As nuvens de Neptuno desaparecem (e o Sol pode ser o culpado)

(dr) Imke de Pater, Erandi Chavez, Erin Redwing (UC Berkeley)/Observatório W. M. Keck

Acompanhamento anual da evolução das nuvens de Neptuno.

As nuvens do oitavo planeta do Sistema Solar são influenciadas pela maneira como o nosso Sol se comporta durante o seu ciclo de 11 anos.

Cada planeta do Sistema Solar tem uma aparência própria. Se a Terra é conhecida pelos seus oceanos de água marinha e Saturno pelos seus anéis brilhantes, Neptuno é o planeta das nuvens fantasmagóricas – ou era.

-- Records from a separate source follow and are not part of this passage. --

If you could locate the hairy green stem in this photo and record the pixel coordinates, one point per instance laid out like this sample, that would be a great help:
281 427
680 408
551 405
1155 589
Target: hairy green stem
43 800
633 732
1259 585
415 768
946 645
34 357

Pela primeira vez em três décadas, o oitavo planeta do Sistema Solar está quase completamente livre de nuvens desde 2019.

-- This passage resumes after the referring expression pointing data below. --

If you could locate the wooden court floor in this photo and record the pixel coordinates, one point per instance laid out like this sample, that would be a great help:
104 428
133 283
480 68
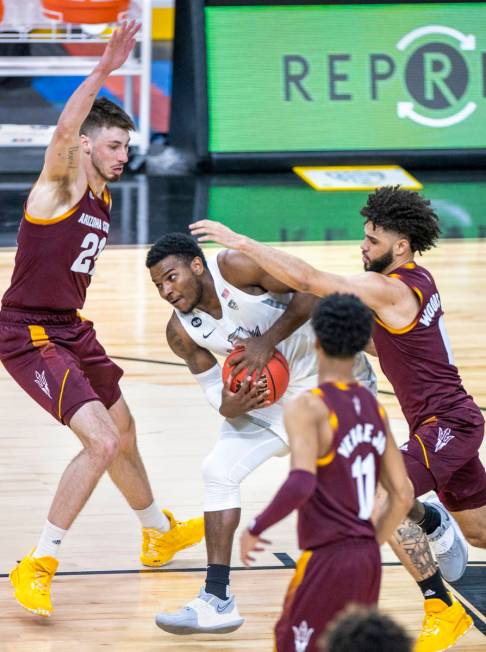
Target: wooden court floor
101 599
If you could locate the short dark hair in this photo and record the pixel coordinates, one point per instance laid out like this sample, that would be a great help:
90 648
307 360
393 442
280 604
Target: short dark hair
105 113
174 244
405 212
363 630
342 324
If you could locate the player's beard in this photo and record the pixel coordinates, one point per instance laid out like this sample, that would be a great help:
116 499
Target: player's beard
96 162
381 263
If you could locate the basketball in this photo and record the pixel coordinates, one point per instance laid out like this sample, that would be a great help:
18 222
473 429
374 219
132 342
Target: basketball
275 373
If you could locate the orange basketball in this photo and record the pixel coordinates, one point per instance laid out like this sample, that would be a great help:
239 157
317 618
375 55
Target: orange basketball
275 373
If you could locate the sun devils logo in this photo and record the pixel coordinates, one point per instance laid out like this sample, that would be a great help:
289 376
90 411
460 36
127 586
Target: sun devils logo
443 438
40 379
302 635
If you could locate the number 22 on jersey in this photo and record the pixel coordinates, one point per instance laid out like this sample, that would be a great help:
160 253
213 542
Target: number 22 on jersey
91 247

Para resolver o caso das nuvens que desaparecem, os cientistas analisaram 30 anos de imagens conseguidas com a preciosa ajuda de alguns observatórios terrestres e do Telescópio Espacial Hubble. Num artigo científico recentemente publicado na Icarus, o principal suspeito foi encontrado: o Sol.

Ao analisar imagens do planeta obtidas entre os anos de 1994 e 2022, a equipa notou um estranho padrão precisamente a partir de 2019. À volta das latitudes médias, a cobertura de nuvens parecia começar a desaparecer e, com o tempo, todas os indícios da sua presença desapareceram por completo.

“Fiquei surpreendido com a rapidez com que as nuvens desapareceram em Neptuno”, disse Imke de Pater, investigador da Universidade da Califórnia, em comunicado. “Vimos a atividade da nuvem cair em poucos meses.”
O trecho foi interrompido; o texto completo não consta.